He is eighty-seven years old.
Just beneath his skin, by his collar-bone, sits a pace maker – good for another twenty-five years.
He would, if he could.
Pale blue chambray shirt, camel trousers. His uniform. His left leg is especially bowed, like that of an old cowboy. I suspect arthritis chews away at his hips. Exiting off the raised central stage at intermission he wobbles and almost falls. From the audience a collective intaking of breath. Ray takes his elbow, he steadies. Please don’t fall you precious man.
He tells us stories from the start of television. He was there in the very beginning. He was in the small studio when television was live and a nature program meant standing an armadillo, brought in a box from the London zoo, on a doormat placed upon a table and filming it, or else having the local rat-catcher tell a story to camera. From these very basics to seeing flight as if we were birds ourselves, as if we were insects caught on a spider’s web or killer whales hoisting a seal pup through the air. He has been witness to so much that is beautiful and frightening and awe-inspiring in nature. He loves it all. Almost too much for one man. How incredibly fortunate. And he knows it too. He does not take it for granted.
We listen to his stories like children camped at the feet of their exploring grandfather. We, the armchair travellers, who have watched him through the small screen since our own childhoods when we first watched Life on Earth.

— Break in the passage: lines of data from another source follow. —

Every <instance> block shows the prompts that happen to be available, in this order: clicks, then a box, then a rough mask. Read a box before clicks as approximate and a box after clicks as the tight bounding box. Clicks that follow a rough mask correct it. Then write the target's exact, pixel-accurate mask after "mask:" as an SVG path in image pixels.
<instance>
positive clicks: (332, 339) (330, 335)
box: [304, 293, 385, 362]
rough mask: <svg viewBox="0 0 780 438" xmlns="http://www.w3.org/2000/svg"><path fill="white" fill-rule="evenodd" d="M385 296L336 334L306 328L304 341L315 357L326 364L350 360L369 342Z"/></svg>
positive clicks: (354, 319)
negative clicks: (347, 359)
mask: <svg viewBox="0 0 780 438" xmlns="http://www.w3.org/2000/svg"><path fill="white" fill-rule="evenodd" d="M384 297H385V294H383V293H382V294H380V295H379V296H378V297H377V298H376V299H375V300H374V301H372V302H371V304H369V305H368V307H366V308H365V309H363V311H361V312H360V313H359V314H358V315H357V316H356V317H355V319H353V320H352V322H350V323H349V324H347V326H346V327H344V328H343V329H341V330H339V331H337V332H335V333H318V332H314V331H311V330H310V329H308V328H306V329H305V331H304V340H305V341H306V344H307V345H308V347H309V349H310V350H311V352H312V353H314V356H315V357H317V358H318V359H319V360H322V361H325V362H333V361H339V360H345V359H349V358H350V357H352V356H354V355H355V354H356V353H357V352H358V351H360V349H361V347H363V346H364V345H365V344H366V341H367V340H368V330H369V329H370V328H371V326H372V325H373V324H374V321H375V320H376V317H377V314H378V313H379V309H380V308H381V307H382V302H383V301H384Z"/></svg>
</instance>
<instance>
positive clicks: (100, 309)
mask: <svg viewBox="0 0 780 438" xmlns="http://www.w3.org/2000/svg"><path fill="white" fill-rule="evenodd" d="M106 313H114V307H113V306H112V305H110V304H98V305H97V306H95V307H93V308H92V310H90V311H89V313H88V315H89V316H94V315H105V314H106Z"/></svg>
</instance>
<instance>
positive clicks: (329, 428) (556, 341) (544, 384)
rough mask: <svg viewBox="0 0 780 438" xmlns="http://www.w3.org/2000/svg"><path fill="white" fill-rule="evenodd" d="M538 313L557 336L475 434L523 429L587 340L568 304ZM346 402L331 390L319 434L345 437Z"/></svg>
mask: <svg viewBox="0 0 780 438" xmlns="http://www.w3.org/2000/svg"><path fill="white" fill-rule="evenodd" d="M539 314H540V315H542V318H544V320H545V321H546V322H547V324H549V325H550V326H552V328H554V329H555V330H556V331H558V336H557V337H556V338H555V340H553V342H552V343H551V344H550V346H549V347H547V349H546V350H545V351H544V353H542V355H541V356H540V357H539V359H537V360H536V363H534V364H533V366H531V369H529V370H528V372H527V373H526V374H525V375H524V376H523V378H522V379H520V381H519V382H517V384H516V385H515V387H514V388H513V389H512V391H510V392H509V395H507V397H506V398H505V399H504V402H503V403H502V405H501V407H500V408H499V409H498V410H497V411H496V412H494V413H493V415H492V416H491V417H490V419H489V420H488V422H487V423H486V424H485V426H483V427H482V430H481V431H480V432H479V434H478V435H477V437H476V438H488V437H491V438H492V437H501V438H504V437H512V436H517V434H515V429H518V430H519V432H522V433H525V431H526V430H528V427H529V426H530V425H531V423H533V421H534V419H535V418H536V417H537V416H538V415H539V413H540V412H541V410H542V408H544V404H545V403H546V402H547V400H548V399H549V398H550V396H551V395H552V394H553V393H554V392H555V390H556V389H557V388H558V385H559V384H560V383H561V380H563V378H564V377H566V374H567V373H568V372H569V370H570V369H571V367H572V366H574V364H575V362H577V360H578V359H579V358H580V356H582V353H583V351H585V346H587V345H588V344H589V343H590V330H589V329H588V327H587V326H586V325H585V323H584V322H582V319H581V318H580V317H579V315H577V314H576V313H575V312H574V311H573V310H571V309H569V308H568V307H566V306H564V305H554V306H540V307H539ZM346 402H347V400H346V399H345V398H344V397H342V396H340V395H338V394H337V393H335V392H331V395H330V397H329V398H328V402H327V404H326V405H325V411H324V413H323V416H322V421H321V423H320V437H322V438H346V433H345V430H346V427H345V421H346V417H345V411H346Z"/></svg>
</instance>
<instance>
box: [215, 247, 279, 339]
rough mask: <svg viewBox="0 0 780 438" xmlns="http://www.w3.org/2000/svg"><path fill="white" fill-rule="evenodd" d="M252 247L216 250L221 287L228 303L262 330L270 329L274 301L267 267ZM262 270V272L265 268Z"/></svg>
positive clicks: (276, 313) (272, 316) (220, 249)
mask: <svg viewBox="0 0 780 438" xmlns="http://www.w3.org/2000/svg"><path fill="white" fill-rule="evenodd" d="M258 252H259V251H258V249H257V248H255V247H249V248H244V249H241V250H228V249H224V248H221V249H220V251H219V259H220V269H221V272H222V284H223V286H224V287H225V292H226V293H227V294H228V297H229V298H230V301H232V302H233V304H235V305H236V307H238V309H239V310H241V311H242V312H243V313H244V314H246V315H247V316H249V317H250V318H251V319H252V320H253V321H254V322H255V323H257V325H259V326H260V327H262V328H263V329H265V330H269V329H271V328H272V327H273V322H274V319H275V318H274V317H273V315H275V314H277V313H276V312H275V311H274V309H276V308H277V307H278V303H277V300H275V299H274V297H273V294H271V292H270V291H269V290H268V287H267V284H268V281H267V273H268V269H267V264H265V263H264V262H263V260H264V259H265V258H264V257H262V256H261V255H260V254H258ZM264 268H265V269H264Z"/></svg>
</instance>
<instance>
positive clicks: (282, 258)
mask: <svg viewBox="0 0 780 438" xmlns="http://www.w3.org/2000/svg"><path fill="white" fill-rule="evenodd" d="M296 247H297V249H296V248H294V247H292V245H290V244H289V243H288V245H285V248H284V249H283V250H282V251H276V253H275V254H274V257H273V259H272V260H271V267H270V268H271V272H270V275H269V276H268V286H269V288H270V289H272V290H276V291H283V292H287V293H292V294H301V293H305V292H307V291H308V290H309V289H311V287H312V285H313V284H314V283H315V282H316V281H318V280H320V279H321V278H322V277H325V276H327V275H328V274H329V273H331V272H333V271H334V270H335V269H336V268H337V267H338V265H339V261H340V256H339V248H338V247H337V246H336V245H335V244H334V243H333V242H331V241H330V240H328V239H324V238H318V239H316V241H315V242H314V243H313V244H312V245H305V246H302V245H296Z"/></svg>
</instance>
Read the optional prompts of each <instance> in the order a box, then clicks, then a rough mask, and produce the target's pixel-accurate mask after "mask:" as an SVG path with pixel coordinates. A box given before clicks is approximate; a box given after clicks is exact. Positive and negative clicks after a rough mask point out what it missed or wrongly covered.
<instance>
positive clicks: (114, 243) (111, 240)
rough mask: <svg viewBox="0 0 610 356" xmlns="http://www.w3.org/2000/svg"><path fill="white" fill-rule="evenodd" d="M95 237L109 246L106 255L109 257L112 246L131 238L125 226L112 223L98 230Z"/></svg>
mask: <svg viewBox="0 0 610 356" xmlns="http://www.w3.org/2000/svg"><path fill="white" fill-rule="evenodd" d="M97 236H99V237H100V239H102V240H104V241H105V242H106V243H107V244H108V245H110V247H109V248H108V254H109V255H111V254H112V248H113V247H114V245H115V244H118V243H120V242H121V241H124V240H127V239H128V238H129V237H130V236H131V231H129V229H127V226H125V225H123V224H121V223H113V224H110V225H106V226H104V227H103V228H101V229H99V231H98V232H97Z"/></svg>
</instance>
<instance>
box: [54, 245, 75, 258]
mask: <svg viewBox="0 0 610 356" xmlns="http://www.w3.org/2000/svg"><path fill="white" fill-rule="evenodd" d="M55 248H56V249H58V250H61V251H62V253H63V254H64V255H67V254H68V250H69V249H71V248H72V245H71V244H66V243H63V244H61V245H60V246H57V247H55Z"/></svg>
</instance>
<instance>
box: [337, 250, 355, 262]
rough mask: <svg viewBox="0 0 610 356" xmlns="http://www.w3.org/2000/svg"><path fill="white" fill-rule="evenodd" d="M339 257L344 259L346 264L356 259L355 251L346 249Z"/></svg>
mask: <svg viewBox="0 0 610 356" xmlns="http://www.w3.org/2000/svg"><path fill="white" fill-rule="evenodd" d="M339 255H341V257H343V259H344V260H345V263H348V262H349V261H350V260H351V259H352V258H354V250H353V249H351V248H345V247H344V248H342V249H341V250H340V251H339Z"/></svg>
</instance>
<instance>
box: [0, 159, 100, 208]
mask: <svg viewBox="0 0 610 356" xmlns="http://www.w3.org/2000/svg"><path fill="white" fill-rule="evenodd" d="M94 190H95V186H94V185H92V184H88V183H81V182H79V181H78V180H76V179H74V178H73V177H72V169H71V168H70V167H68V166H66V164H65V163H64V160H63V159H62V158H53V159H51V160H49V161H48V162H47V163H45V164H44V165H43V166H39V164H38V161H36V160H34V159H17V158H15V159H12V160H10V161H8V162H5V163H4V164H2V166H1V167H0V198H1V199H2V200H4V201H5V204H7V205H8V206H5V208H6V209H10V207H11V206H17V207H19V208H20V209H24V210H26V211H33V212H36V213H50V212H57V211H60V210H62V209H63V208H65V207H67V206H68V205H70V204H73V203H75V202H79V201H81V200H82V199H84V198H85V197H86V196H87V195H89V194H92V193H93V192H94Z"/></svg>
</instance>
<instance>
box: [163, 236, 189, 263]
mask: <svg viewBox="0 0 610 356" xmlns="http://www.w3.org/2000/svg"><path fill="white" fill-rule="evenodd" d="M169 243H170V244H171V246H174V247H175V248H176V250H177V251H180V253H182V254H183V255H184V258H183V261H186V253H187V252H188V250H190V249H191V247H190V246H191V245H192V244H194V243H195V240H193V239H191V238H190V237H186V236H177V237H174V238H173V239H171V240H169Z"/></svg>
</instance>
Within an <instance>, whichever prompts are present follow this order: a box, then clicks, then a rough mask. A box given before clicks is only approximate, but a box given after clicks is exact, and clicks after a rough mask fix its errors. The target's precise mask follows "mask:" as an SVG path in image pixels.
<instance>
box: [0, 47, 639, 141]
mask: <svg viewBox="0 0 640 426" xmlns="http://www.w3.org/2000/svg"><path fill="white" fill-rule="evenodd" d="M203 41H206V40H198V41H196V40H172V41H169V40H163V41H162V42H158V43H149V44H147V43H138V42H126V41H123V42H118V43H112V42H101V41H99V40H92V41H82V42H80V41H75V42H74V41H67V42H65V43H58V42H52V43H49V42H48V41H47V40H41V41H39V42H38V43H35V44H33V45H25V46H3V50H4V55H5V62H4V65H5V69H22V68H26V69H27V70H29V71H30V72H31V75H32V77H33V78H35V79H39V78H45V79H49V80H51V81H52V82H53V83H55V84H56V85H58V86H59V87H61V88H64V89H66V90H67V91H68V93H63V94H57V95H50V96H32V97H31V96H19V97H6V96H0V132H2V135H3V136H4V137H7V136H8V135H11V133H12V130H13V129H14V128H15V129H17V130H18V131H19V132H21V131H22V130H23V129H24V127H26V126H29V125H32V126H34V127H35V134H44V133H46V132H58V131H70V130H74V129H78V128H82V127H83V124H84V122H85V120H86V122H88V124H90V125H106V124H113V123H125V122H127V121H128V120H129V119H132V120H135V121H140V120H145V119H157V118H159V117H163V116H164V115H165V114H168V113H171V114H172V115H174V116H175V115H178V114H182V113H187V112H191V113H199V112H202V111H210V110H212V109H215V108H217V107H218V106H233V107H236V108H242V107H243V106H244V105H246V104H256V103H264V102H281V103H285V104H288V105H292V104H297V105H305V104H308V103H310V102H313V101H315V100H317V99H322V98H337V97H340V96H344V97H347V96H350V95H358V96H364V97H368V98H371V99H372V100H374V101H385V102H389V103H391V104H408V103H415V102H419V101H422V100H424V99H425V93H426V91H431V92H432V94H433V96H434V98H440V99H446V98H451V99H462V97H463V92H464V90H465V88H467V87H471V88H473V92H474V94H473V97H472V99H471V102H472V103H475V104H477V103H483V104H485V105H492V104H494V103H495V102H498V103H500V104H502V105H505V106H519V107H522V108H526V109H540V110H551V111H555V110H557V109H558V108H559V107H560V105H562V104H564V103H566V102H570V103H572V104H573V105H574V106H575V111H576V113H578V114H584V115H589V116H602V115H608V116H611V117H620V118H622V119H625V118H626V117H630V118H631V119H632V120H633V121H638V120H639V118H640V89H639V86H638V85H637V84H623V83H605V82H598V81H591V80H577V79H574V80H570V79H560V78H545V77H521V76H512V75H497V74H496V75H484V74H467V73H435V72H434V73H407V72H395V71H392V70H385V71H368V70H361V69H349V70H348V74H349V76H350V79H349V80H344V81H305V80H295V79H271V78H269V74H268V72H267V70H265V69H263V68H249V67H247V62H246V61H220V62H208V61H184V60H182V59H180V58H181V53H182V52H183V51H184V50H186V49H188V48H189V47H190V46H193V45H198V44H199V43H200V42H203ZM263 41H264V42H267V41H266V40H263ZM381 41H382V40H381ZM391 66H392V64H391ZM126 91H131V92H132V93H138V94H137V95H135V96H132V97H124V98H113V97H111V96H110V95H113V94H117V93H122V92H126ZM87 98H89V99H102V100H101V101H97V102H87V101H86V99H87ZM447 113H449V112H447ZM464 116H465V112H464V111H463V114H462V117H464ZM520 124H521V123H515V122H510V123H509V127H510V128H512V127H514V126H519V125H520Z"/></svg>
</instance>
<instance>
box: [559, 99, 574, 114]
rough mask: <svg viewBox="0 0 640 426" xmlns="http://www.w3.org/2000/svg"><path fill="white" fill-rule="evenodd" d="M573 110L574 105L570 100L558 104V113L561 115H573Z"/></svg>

Then, it inspired my sister to follow a career in nature. His voice so familiar that to think of blue whales and elephant seals is to play the soundtrack of his commentary in our mind.
When asked about the planet he is not optimistic for its future. He worries about global warming. But he is not a political heavy weight. He does not stir up protest and dissent. He asks that people do what they can to reduce carbon pollution. He eats meat – his dentition, his stomach structure, his evolution – they all suggest to him that it is okay to do so.
The drive home is quick. Passing Kings Park bushland on our left – an infinity of blackness. I tell Jasper the thought of the parkland at night scares me – so black. Of course, he answers, like it is the only sensible emotion to feel. It is late and the roads are empty. It has been raining and the bitumen is slick ink. Street lights making shiny pools of silver.
We are the only car on the road in either direction. We have a string of green lights. Green pools on black road.
We are on the highway above the railway and the ocean is to our right. The tracks are empty. Standing on the road ahead is a fox. I can tell from the shape of its bushy tail, held horizontally to the road, as long and wide as the fox itself. It turns its head towards us and we see its orange eyes and its sharply pointed ears. I know there are foxes in the cities, even the very biggest and busiest, but still. In my head I thank David Attenborough. As if he has brought this creature out of the dark and shown it to us tonight as we race home.
I slow the car and the fox darts across the road ahead of us and is gone. Into the gardens of the big houses. Looking for chickens.